U6 Fix

Jobs Machine Rolls On

Once again the U.S. labor market created more jobs – 213,000 – than the demographics would suggest, and the numbers for April and May were revised up by 37,000 jobs. On the household survey side, there was a sharp jump in the labor force (601,000) and number of unemployed (499,000) leading to an increase in the unemployment rate to 4.0 percent. The bottom line, however, is that the employment-population ratio was unchanged.

The other key indicator is average hourly earnings, which ticked up by 5 cents. Looking back over the past year, hourly earnings are up by 2.7 percent.  Combined with additional jobs and steady hours, payrolls are up by 5 percent since June 2017.

Across all education levels unemployment ticked up slightly. Similarly, unemployment was a bit higher for all ethnicities except Hispanics (down by 0.3 to 4.6 percent). The most dramatic jump was the 0.6 percentage point rise in African-American unemployment – probably a tribute to noisy data more than anything else.

Job growth was widespread across both the goods and services sectors, with the largest gains in professional and business services and education and health services.

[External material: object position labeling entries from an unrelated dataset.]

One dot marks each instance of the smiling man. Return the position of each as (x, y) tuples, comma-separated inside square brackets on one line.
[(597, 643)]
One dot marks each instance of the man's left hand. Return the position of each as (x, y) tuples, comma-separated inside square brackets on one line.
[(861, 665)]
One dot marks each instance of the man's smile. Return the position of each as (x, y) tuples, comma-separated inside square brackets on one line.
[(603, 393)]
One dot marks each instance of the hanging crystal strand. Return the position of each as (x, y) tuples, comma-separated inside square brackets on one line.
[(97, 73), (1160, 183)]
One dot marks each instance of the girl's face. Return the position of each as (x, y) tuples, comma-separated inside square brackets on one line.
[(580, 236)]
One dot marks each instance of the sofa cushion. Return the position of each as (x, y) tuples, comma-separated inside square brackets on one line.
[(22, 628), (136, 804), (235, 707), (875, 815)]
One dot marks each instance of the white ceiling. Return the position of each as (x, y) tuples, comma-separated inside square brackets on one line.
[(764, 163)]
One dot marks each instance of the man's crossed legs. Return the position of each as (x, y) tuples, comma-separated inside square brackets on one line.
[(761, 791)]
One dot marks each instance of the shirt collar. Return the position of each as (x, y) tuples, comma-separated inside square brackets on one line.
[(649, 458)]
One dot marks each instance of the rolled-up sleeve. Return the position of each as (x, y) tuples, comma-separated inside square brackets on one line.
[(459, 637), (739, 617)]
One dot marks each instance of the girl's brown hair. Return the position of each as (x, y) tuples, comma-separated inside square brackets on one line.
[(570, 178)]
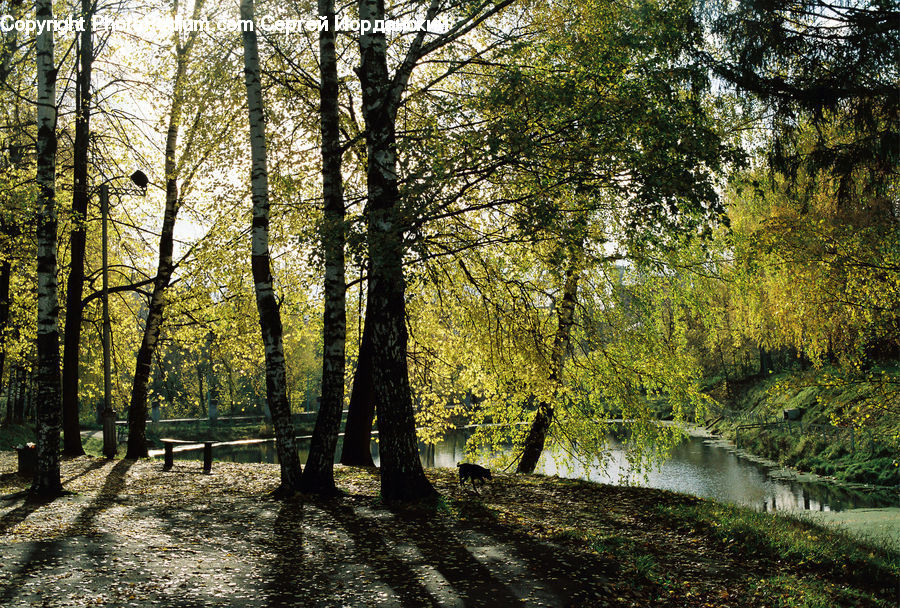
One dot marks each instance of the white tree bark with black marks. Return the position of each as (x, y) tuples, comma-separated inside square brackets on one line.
[(137, 412), (402, 477), (543, 417), (77, 239), (266, 303), (47, 413), (319, 474)]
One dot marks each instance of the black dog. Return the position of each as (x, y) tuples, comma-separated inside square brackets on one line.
[(472, 472)]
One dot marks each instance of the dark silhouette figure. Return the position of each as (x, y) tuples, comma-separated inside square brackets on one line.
[(140, 180), (473, 473)]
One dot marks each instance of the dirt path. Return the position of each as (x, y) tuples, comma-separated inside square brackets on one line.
[(132, 535)]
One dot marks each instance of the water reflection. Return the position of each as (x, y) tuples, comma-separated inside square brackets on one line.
[(697, 466)]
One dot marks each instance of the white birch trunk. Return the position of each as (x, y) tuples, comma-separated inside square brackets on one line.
[(46, 479), (267, 305)]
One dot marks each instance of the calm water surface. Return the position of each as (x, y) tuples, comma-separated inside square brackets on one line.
[(697, 466)]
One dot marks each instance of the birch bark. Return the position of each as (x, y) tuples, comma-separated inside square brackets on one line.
[(319, 473), (267, 305), (402, 477), (77, 239), (543, 417), (137, 411), (46, 479)]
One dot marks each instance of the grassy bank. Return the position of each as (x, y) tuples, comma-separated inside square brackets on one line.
[(190, 539), (864, 452)]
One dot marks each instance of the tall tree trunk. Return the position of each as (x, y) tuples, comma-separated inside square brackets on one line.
[(543, 417), (319, 473), (77, 238), (137, 411), (5, 274), (402, 477), (267, 305), (19, 386), (357, 450), (46, 478)]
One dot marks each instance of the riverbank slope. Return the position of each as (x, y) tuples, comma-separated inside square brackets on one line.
[(844, 430), (132, 535)]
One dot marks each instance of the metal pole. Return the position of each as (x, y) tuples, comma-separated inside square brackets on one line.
[(109, 416)]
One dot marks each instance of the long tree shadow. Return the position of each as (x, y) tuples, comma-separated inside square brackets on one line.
[(371, 548), (289, 579), (44, 553), (441, 547), (21, 513), (576, 578), (99, 463)]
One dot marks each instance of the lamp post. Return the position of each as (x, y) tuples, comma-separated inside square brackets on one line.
[(108, 416)]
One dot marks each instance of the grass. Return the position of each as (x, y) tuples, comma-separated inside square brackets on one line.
[(13, 435), (808, 546), (870, 459)]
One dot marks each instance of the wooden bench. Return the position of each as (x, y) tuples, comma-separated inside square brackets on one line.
[(169, 458)]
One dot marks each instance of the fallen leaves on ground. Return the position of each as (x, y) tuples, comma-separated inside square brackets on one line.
[(129, 534)]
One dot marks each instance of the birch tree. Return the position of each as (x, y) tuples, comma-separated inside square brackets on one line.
[(266, 303), (319, 474), (77, 239), (137, 412), (47, 479)]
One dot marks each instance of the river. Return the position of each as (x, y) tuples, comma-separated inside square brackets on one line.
[(699, 466)]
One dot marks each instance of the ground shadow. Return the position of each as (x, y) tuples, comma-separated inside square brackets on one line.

Data junkies here’s your fix: the June U-6 (the broadest measure of unemployment) rose by 0.2 to 7.8, largely due to the rise from 3.8 to 4.0 percent in the base unemployment rate.

The bottom line: One could get greedy and wish for even faster wage growth. But taken as a whole, the June report is very strong: jobs, employment-population ratio stable despite the aging population, and solid wage gains.